A Good and Happy Child
- Author: Justin Evans
- Cover artist: José Guadalupe Posada
- Language: English
- Genre: Thriller, horror, suspense
- Published: 2007 (Crown Publishing Group)
- Publication place: United States
- Media type: Print (hardback)
- Pages: 336 pp
- ISBN: 978-0-307-35122-7
- OCLC: 70864488
- Dewey Decimal: 813/.6 22
- LC Class: PS3605.V366 G66 2007

= A Good and Happy Child =

2007 novel by Justin Evans

A Good and Happy Child is a 2007 horror thriller novel by Justin Evans; it is his debut novel. The book was published on May 22, 2007 by Crown and concerns a new father's growing horror over his own childhood memories and possible brush with the supernatural. Film rights for A Good and Happy Child were sold to Paramount Pictures in 2012.

==Summary==
Thirty-year-old George Davies can’t bring himself to hold his newborn son. After months of accepting his behavior, his wife, Maggie, demands that he see a therapist, and George, desperate to save his marriage and redeem himself as a father and husband, reluctantly agrees. This brings him into the office of Dr. H. Surman in Manhattan, where George is tasked with keeping notebooks, which he uses to talk about supernatural incidents that happened when he was 11 years old in Preston, Virginia.
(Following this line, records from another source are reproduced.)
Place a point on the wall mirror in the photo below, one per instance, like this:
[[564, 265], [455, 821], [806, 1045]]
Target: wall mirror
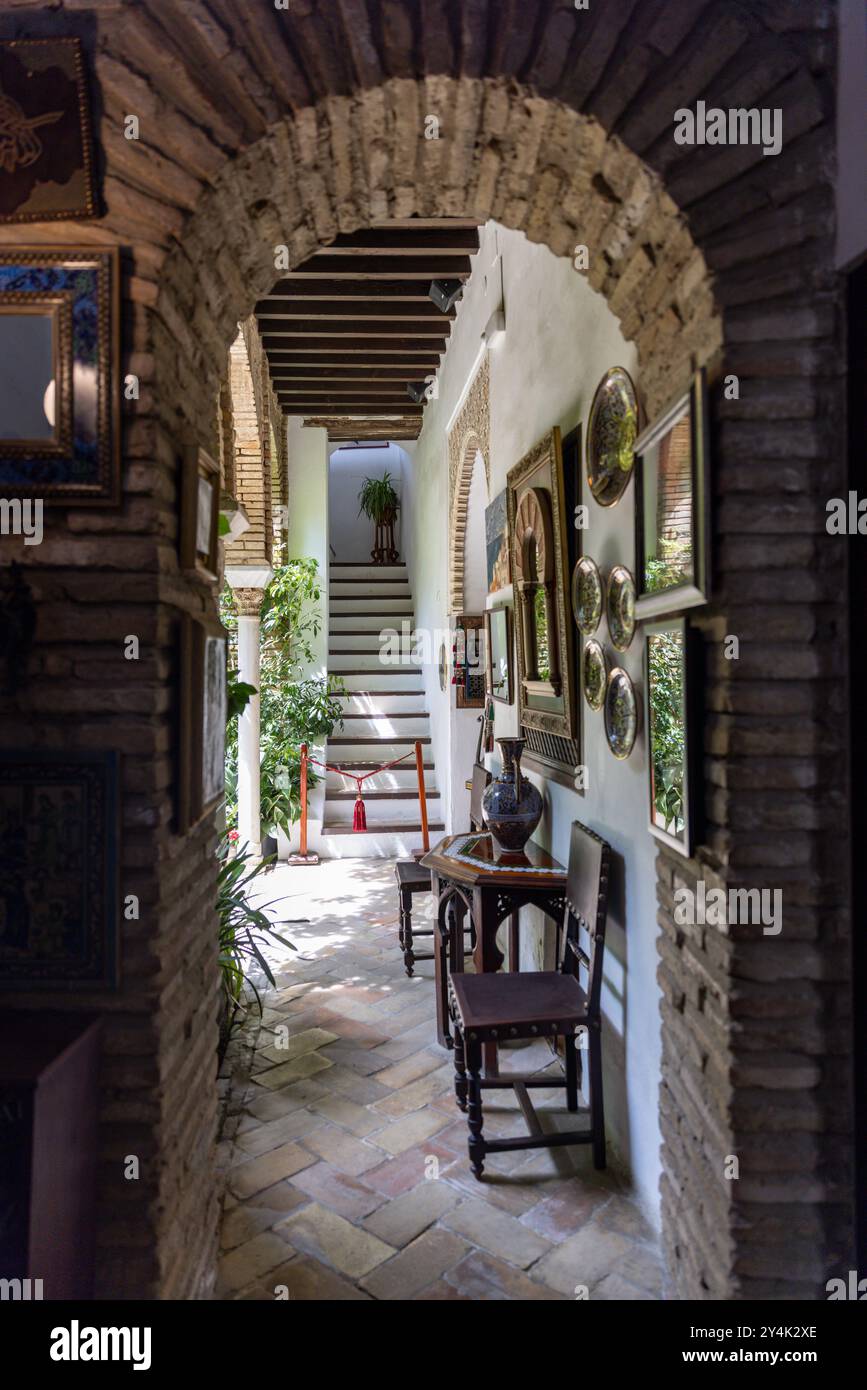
[[671, 512], [543, 637], [499, 655], [671, 752]]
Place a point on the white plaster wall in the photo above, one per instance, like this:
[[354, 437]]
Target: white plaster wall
[[852, 134], [350, 535], [307, 537], [560, 338]]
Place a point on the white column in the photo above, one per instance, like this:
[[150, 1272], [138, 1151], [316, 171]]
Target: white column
[[248, 584], [248, 736]]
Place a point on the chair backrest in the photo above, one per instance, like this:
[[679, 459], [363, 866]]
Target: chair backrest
[[480, 780], [587, 906]]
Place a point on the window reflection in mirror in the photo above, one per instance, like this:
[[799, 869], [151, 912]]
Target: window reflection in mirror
[[27, 382]]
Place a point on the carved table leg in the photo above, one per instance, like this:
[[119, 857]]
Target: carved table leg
[[474, 1108], [460, 1069]]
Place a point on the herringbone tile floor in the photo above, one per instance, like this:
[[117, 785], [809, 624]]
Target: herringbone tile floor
[[348, 1173]]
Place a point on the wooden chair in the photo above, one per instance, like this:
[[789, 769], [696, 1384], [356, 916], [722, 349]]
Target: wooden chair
[[411, 879], [549, 1004]]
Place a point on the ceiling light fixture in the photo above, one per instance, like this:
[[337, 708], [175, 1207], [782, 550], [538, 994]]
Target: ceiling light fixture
[[445, 293]]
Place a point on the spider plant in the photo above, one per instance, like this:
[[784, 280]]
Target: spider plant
[[378, 499], [242, 927]]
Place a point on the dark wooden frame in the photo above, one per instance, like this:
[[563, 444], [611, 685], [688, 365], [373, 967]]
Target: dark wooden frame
[[677, 598], [106, 489], [692, 726], [506, 610], [89, 207], [197, 464], [192, 805]]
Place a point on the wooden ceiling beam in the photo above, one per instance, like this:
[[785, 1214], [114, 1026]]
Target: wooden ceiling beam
[[384, 267], [393, 241], [413, 291], [367, 307], [359, 328]]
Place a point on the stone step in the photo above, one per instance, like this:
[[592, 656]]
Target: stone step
[[377, 590], [403, 779], [406, 681]]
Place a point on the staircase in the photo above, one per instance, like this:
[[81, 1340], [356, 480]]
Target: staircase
[[382, 716]]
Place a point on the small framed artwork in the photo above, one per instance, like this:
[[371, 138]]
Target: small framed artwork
[[496, 544], [46, 152], [59, 869], [673, 508], [670, 656], [203, 719], [500, 681], [199, 513], [59, 375]]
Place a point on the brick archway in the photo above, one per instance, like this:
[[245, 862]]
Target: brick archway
[[293, 128]]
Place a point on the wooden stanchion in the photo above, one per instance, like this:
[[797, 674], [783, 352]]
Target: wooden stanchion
[[303, 858], [423, 799]]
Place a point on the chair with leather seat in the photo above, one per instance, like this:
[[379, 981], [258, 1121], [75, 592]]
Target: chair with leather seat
[[550, 1004], [411, 879]]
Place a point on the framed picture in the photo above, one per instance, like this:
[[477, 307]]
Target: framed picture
[[203, 719], [671, 723], [673, 508], [59, 869], [46, 152], [543, 630], [199, 513], [59, 375], [500, 681], [496, 544]]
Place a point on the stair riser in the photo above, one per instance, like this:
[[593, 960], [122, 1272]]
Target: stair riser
[[385, 812], [402, 683], [375, 754], [385, 637], [398, 779], [382, 727], [380, 706], [371, 662], [367, 571]]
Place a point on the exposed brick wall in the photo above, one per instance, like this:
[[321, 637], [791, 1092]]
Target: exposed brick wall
[[275, 128]]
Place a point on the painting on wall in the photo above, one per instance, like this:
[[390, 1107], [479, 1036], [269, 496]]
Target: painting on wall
[[670, 655], [199, 513], [59, 375], [203, 719], [671, 508], [500, 683], [496, 542], [59, 869], [46, 156], [543, 631]]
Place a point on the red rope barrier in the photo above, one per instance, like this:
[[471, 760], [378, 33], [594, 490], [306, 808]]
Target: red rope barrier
[[359, 813]]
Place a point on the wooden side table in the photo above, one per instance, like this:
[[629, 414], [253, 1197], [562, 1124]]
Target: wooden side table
[[498, 887]]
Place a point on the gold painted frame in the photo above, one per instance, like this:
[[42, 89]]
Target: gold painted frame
[[59, 309], [197, 466], [541, 469]]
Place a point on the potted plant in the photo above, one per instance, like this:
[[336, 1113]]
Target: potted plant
[[381, 503]]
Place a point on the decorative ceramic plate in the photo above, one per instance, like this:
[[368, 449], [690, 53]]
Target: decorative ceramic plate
[[587, 595], [621, 608], [621, 713], [610, 437], [595, 672]]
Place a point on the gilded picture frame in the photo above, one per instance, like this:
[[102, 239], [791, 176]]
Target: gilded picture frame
[[537, 528]]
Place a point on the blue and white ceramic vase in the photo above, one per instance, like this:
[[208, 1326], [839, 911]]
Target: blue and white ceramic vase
[[512, 804]]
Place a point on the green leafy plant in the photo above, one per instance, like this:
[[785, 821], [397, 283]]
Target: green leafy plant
[[667, 727], [293, 710], [243, 929], [378, 499]]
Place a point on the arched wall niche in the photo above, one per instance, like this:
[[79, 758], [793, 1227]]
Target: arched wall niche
[[296, 127]]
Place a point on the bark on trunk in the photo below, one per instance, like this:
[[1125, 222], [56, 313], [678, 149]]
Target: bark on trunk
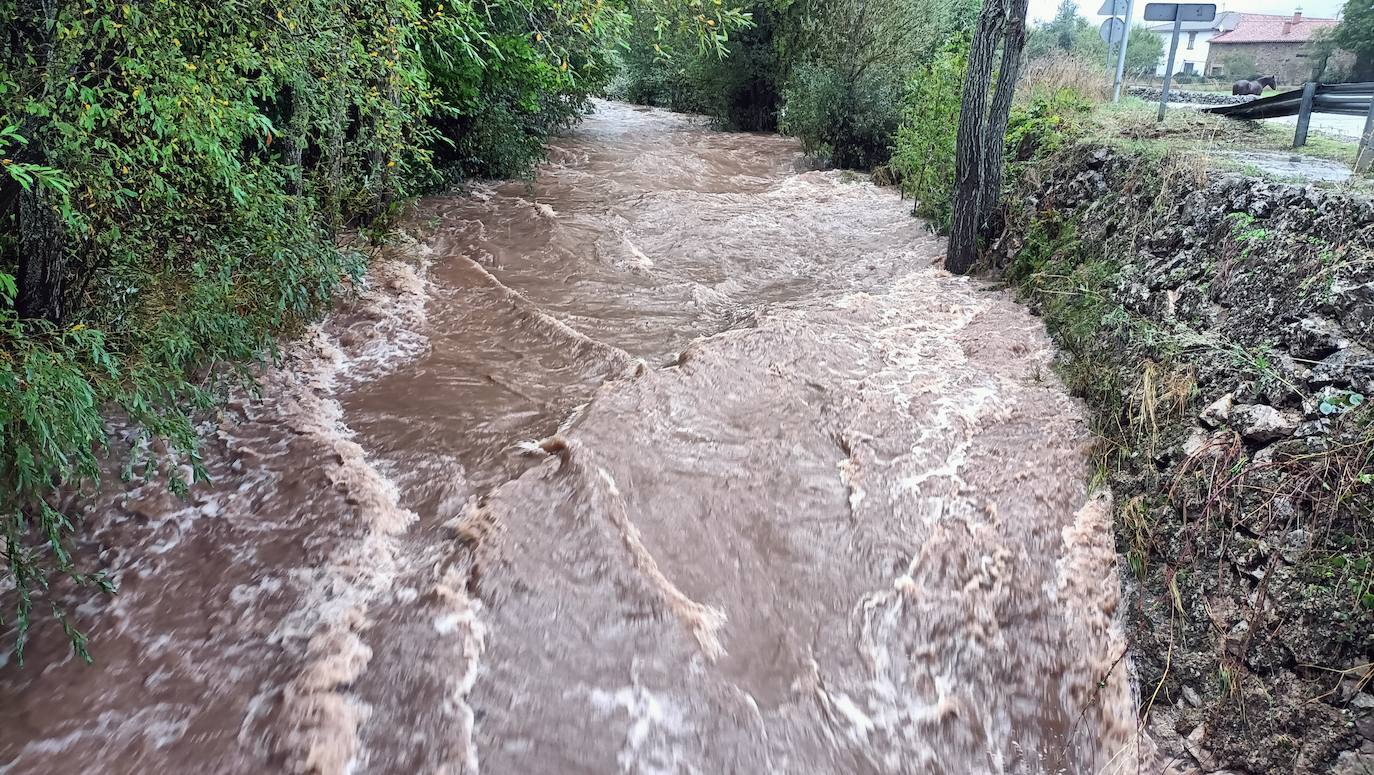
[[970, 140], [43, 250], [999, 116], [293, 140], [43, 259]]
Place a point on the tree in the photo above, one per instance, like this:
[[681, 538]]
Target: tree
[[1065, 25], [1143, 51], [981, 138], [1355, 33]]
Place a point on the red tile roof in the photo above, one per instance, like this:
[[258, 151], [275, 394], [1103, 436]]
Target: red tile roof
[[1268, 28]]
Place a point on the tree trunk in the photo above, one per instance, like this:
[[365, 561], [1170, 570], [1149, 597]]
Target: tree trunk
[[43, 252], [43, 259], [995, 147], [293, 140], [970, 140]]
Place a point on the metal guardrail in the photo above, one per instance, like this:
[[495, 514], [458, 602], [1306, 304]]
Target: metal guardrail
[[1341, 99]]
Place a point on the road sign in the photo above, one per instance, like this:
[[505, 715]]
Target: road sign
[[1176, 13], [1179, 11], [1125, 40], [1112, 30]]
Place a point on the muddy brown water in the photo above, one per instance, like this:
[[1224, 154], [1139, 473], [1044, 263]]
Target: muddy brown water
[[678, 459]]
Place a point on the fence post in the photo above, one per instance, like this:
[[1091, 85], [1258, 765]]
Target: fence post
[[1365, 160], [1304, 116]]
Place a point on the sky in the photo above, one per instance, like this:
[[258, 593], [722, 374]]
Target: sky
[[1043, 10]]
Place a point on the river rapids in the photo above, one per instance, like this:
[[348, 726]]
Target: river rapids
[[679, 459]]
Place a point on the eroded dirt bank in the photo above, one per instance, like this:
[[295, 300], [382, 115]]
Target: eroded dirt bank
[[1220, 329], [675, 461]]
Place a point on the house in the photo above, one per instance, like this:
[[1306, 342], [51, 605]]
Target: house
[[1267, 44], [1194, 43]]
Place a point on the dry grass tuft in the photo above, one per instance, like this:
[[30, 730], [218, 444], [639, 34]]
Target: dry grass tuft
[[1060, 70]]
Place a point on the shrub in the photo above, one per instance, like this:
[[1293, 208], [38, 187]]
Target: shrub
[[844, 121], [925, 155]]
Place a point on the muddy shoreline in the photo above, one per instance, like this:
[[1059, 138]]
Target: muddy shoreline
[[1219, 329]]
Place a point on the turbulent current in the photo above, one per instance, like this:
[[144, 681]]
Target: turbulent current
[[676, 459]]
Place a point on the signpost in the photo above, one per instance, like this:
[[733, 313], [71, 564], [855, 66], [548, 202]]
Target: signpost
[[1113, 35], [1176, 13], [1116, 8]]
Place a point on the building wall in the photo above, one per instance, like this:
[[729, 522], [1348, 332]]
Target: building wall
[[1187, 58], [1289, 61]]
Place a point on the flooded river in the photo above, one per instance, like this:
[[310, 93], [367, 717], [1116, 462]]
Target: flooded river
[[678, 459]]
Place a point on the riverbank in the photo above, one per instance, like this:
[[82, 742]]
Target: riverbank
[[1219, 327]]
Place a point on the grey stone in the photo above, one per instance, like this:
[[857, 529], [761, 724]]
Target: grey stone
[[1315, 337], [1259, 422], [1296, 544], [1191, 697], [1354, 763], [1193, 744], [1218, 412]]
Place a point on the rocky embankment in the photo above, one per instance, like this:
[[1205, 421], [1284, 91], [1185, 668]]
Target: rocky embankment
[[1152, 94], [1222, 329]]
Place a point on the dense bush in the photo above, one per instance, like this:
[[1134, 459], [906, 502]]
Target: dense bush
[[840, 118], [830, 72], [173, 182], [739, 90], [924, 158]]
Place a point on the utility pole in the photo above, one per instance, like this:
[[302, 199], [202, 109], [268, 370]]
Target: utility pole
[[1120, 76]]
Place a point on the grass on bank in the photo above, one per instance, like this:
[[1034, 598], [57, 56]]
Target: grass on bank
[[1131, 125]]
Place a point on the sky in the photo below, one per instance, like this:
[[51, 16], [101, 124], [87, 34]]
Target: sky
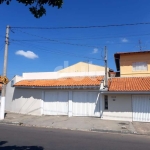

As he delves into his childhood memories, he begins to recall things from the distant past, such as the odd, rambling letters his father, Paul, sent home from Honduras before he became sick with jaundice and died, and his mother, Joan, who started dating too soon after his father’s death. A boy that George refers to as simply "Friend", who appeared one night when George was lonely and told him secrets he didn't want to know. No one believed this new friend was real and was responsible for the bad things that were happening. There's also the conflict between Paul's faith in religion and belief in demonic possession and Joan's rational agenda that has no space for those beliefs. The only people who seem to believe George are his parents' colleagues, Tom Harris, his godfather Freddie, and Clarissa Bing. George's mother refuses to believe him even when she witnesses a poltergeist causing the shower door to slam open and close, eventually shattering completely.

Terrified by all that he has forgotten, George struggles to remember what really happened in the months following his father’s death, wondering whether his ominous visions and erratic behavior were the product of a grief-stricken child’s overactive imagination, and whether his father’s colleagues, who blamed a darker, more malevolent force, were right to look to the supernatural as a means to end George’s suffering? Twenty years later, when a mysterious murder is revealed, remembering the past becomes the only way George can protect himself and his family.

==Reception==
Critical reception for A Good and Happy Child has been positive. Reviewers have called the book "ambitious", frequently praising the usage of psychology in the book as an outlook for the book and as a possible way of explaining the events in the novel. The book's ambiguity over whether the possession was real or imagined was also a point of discussion for some reviewers, with the Washington Post citing it as a highlight.

A reviewer for the Charlotte Observer commented on the book's similarity to Hamlet, while Dread Central and the New York Times compared it to The Exorcist.

== Characters ==

- George Davies - George is a 30-year-old man at the beginning of the novel, reflecting back on incidents from when he was 11-year-old. He's conflicted as an adult because he has a psychological block that's preventing him from holding his newborn son.
- Joan Davies - Joan is George's mother. She's a professor who prides herself on her written discourse.
- Paul Davies - Paul is George's father, who died while on a trip to Honduras. Paul's colleagues believe he was a "mystic" and had visions related to God and the devil.
- Tom Harris - Tom Harris, who is almost always referred to by his first and last name, is a friend of the family. He believes that George is possessed.
- Freddie - Freddie is a colleague of Paul and Joan from their time in college. He's also George's godfather.
- Clarissa Bing - Clarissa is another colleague of Paul and Joan's from college.
- Richard (psychiatrist) - Richard is George's childhood psychiatrist. He is on George's side and is trying to help him get over the death of his father.
- Dr. Gilloon (psychiatrist) - Dr. Gilloon is another psychiatrist. He believes George is a threat to society and wants him to be committed to Forest Glen, an overcrowded psychiatric hospital.
- Kurt Moore- Kurt is Joan's new boyfriend. Even though they started dating shortly after Paul's death, George takes a liking to Kurt due to his kindness and strength.